Started by Paul T, July 26, 2009, 01:08:26 PM
QuoteI wonder, also, if a simpler backstory (one that could have been revealed very quickly, with fewer words) would solve this issue. There were enough little twists in turns in my backstory that I think the players were enjoying themselves simply uncovering what was going on. Once enough of the backstory had become clear to act, they did. So, perhaps if there had been less information to uncover, they would have acted more quickly.I also think that the social circumstances (one person new to gaming altogether, one hadn`t played in a long time, the three of us had never played together at all) are an important factor. I know that I feel hesitant to jump straight into something with an unfamiliar activity and unfamiliar people, preferring to "play it safe", feeling out boundaries, and I can`t imagine that it`s too different for anyone else. I`m kind of surprised no one has commented on that aspect of the game--any similar--or contrary--experiences out there?
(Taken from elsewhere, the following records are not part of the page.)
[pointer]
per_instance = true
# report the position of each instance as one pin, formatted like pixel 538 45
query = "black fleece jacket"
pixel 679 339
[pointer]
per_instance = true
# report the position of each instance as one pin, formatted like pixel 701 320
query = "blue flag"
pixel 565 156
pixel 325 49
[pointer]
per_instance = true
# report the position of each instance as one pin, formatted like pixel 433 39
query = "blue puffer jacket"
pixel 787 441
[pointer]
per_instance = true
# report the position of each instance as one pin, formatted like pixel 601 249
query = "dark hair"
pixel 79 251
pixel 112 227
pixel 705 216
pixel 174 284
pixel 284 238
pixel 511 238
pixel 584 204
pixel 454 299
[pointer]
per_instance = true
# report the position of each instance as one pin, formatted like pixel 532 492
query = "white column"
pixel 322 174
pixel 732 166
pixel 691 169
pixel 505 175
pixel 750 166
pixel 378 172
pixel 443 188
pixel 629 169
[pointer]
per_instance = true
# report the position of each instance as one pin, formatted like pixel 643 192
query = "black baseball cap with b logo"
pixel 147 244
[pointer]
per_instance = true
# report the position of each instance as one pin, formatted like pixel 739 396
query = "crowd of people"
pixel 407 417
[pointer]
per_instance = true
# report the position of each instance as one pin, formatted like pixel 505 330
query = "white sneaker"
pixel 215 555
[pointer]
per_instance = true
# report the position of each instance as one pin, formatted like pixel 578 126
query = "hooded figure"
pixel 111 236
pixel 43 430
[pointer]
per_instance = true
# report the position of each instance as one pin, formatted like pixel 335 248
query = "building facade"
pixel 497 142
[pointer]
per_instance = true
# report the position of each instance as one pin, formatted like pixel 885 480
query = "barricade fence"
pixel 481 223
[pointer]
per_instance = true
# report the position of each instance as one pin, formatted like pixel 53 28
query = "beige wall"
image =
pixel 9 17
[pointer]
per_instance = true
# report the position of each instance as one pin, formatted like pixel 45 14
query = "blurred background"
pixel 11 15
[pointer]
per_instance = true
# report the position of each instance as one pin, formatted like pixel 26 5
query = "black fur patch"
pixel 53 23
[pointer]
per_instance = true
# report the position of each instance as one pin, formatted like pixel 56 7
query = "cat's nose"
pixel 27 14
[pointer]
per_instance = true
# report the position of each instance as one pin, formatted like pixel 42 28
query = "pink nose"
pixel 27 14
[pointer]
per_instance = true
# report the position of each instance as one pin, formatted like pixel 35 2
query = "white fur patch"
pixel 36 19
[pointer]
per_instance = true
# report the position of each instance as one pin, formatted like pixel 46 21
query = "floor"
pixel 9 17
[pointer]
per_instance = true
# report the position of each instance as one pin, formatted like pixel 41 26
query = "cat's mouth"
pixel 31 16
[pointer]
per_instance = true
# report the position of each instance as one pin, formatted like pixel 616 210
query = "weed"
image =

QuotePlayers are rightly suspicious of being shoved out into an RPG adventure without a baseline understanding of the risks and rewards of the mechanics. Or, rather, if you want Players to take big chances and make interesting choices, this impulse is best supported when the Players have at least a baseline understanding of the risks and the rewards. Until that happens, Players tend to make safe choices, avoid risks and kill their more interesting impulses. The reason for this is completely rational: If I could accidently lose my guy on die roll I didn't even know I'd be making, and I don't even know when or how to roll a die, or when the odds or in or against my favor, why the heck would I risk doing anything?